Suruhan. Tulisan ini juga menunjukkan bahwa orang Dayak Pesaguan di Dusun

Pengancing mempunyai konsep mesias nirkekerasan yaitu konsep Suruhan.

  1.5. Manfaat Penulisan

  Melalui penelitian ini diharapkan masyarakat Dayak Pesaguan semakin menghayati imannya namun tidak tercabut dari akar budayanya. Mereka bisa menjadi umat Kristen yang taat dan menjadi masyarakat adat yang luhur. Erabolarasi Mesias yang nirkekerasan dan makna Suruhan yang nirkekerasan bisa menjadi sumbangan tersendiri bagi orang Dayak Pesaguan untuk hidup dalam nirkekerasan.

  1.6. Metode Penelitian Penggalian pokok Mesias Nirkekerasan akan dilakukan melalui studi pustaka.

  Nilai-nilai masyarakat Dayak Pesaguan ditinjau dari studi pustaka dan wawancara. Wawancara yang dilakukan dalam menggali makna Suruhan adalah wawancara kualitatif kepada orang Dayak Pesaguan di Dusun Pengancing dengan jumlah sekitar dua puluh orang.

1.7. Sistematika Penulisan Tesis ini akan terbagi dalam lima bab. Bab pertama adalah pendahuluan.
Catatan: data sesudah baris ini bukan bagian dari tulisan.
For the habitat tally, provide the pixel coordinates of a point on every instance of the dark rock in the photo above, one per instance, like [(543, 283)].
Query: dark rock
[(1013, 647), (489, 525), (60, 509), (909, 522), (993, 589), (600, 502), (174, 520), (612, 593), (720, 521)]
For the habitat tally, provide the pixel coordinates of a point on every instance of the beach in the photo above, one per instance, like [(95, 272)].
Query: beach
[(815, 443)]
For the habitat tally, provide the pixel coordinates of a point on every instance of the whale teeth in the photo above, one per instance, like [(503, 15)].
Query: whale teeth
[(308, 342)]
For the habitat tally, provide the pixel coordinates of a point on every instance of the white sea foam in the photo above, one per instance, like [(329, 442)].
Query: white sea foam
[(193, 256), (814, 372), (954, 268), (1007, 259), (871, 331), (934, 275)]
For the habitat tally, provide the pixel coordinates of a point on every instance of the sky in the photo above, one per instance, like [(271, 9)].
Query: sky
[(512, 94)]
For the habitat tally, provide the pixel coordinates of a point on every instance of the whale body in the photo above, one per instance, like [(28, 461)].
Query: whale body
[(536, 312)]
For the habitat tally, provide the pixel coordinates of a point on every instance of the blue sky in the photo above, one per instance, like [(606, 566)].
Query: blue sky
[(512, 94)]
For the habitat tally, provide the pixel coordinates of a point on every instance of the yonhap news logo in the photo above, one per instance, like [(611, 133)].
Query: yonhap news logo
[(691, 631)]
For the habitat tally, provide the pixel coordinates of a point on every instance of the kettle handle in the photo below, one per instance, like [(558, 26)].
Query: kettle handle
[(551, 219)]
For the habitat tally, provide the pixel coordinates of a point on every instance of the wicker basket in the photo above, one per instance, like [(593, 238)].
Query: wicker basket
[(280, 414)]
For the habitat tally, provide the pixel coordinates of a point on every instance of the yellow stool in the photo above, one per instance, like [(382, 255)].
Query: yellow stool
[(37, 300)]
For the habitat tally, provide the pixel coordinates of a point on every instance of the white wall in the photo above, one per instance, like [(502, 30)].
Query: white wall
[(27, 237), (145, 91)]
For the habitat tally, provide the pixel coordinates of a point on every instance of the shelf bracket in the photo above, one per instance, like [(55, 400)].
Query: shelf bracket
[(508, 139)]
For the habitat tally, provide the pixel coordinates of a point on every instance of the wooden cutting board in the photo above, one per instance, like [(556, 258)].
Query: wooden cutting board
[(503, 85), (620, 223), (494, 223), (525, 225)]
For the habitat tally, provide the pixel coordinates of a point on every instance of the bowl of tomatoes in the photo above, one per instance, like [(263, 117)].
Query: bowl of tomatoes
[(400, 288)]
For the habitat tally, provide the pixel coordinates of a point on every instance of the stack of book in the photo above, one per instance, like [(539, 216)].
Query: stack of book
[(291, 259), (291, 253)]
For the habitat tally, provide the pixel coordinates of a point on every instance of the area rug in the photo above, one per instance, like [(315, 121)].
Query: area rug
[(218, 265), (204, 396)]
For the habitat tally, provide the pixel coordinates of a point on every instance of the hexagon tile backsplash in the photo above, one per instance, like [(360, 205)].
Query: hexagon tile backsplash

  Bagian ini akan memaparkan mengenai latar belakang permasalahan, perumusan masalah, pembatasan masalah, tujuan penulisan, manfaat penulisan, metodologi penelitian, dan sistematika penulisan. Bab dua akan membahas Nirkekerasan Mesias. Awal-awal bab ini akan menjelaskan mengenai konsep Mesias termasuk di dalamnya pemahaman Mesias yang berkembang di Israel. Dan bab berlanjut menjelaskan konsep Mesias yang nirkekerasan. Bab tiga akan menjelaskan Dayak Pesaguan yang mencakup latar belakang dan kebudayaannya. Bab tiga juga akan memamparkan hasil penelitian tentang konsep Suruhan dan mesias nirkekerasan. Bab empat akan membahas bagaimana nilai nirkekerasan Mesias dan kebudayaan Dayak Pesaguan berelaborasi dan menjadi identitas tersendiri bagi masyarakat Dayak Pesaguan di Dusun Pengancing. Bab lima akan berisi kesimpulan umum dari keseluruhan tulisan ini dan refleksi atas hasil elaborasi nilai nirkekerasan Mesias dan kebudayaan masyarakat Dayak Pesaguan. Dalam bab lima ini juga akan diberikan saran dari hasil elaborasi nilai Mesias yang nirkekerasan dan kebudayaan Dayak Pesaguan.